Wednesday, January 15, 2014

A New Year...Fabulous and 40

I never journal my life experiences until later,When I am thinking of how far I have come or when I am feeling weepy. I believe this is the LORD's way of telling me that I need to journal my life for my own sake and my children's. I use to think that I would never have anything to share in a journal because all my life stories were boring or just to complicated. I did not want anyone to the know the real ME. That would show all my weaknesses and have always been determined never to be weak. This where I have to learn HUMILITY.

But then I realized that I was depriving those around me of my life. Who I am to judge my personal experiences. Why should I hide from my life..JOYS or SORROWS. I have been so blessed to be here at this time and place. I been given many gifts and talents. We have been taught to share with others to help those around us become closer to the Kingdom of God. I hope that my small snippets of my life build you up and bring comfort when you feel all is lost. I hope that you may grow from my experiences and feel the love that I have felt from my Heavenly Father.

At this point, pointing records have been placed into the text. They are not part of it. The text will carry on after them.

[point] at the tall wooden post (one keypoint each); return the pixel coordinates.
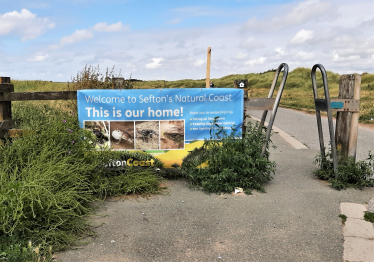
(207, 80)
(6, 106)
(347, 122)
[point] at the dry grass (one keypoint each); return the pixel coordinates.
(297, 94)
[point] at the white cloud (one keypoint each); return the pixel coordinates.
(199, 62)
(302, 36)
(257, 61)
(305, 55)
(250, 44)
(174, 21)
(337, 58)
(39, 57)
(103, 27)
(303, 12)
(25, 24)
(155, 64)
(241, 55)
(77, 36)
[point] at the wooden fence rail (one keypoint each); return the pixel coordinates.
(7, 95)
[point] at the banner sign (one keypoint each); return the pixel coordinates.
(157, 119)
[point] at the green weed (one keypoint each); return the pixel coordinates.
(231, 161)
(49, 177)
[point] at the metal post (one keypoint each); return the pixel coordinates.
(283, 66)
(329, 116)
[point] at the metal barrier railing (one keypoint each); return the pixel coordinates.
(269, 103)
(324, 105)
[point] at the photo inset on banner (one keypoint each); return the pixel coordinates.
(100, 129)
(122, 134)
(147, 135)
(172, 134)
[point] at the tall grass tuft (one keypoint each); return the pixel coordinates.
(229, 161)
(49, 177)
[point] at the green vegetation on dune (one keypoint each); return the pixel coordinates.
(297, 93)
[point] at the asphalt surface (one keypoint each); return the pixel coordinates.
(295, 220)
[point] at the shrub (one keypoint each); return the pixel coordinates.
(231, 161)
(49, 177)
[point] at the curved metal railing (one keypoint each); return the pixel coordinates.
(325, 105)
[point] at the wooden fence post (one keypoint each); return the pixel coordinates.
(207, 79)
(6, 106)
(347, 122)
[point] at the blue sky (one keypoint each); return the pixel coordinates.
(53, 40)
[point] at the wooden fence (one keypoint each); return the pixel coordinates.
(7, 95)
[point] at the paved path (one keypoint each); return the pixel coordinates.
(296, 220)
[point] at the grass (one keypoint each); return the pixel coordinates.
(297, 93)
(49, 177)
(229, 162)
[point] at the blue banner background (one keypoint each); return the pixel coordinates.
(197, 106)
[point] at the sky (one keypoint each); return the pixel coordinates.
(168, 40)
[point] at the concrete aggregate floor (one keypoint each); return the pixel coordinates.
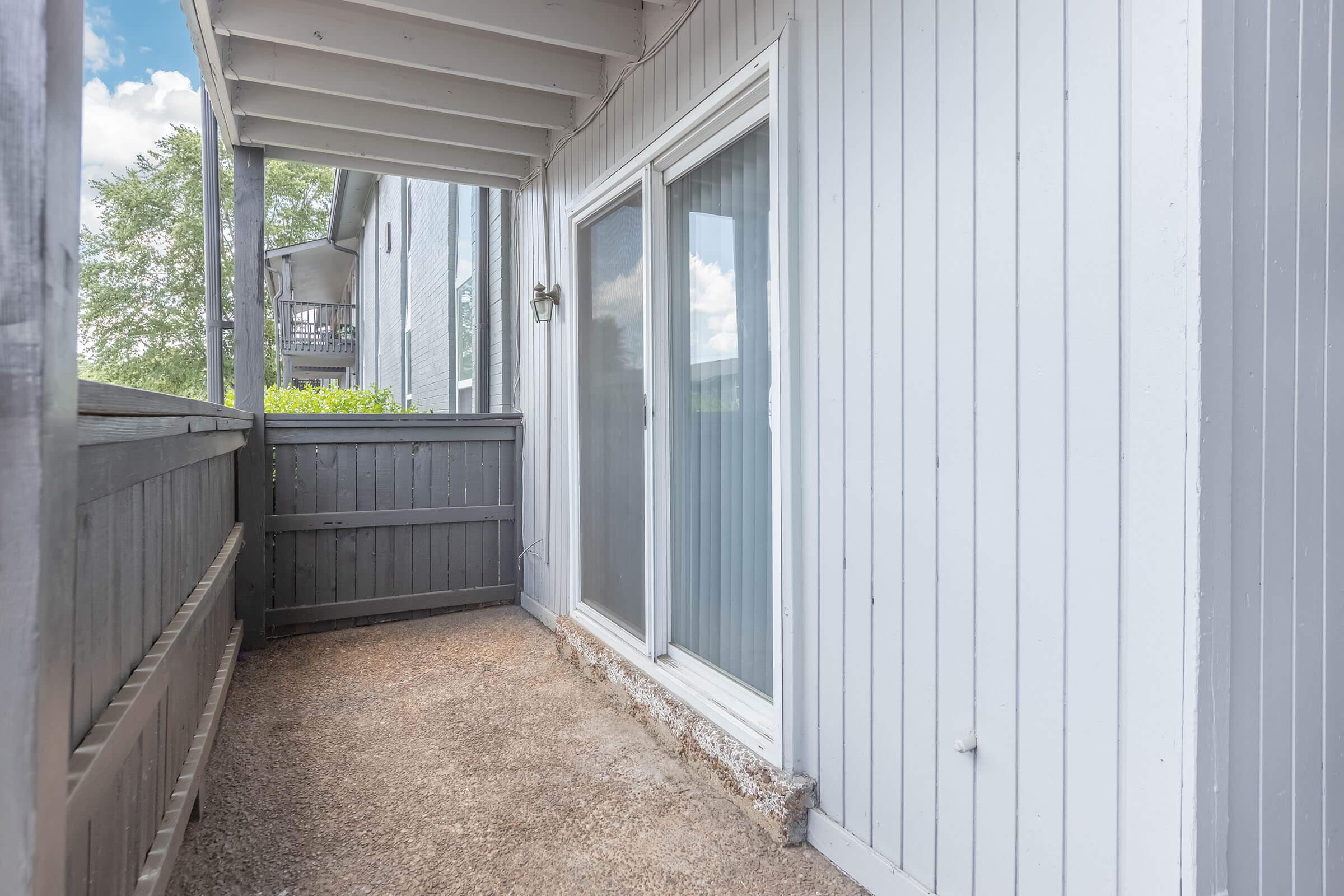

Today marks the beginning of 2014. It begins with me coming to the understanding that I did just turn 40!! I really need to focus on what I bring to my FAMILY. Who I am as their MOTHER. How am I helping them to GROW, LEARN, ACHIEVE, and GAIN SELF WORTH. I struggle with those 4 major factors in myself. To better help me be a better MOTHER, WIFE, FRIEND, because I am not getting younger as you can see I am 40, I needed to really focus on journaling my LIFE STORY. I really needed to reflect on my GOALS, DREAMS and IDEALS that I want our FAMILY to have. I want to look back at 2014 and see where I have come and how hard I have worked. I believe by writing down what is happening that I can see the mountains that I have climbed. Whether they were GOOD or BAD. This is a FABULOUS YEAR!! I am 40! I am a MOTHER of 5! I am a WIFE to s SUPER HERO! I am ME! I hope this experience will help me with my insecurities and help me really see what my FATHER IN HEAVEN sees. This is my desire.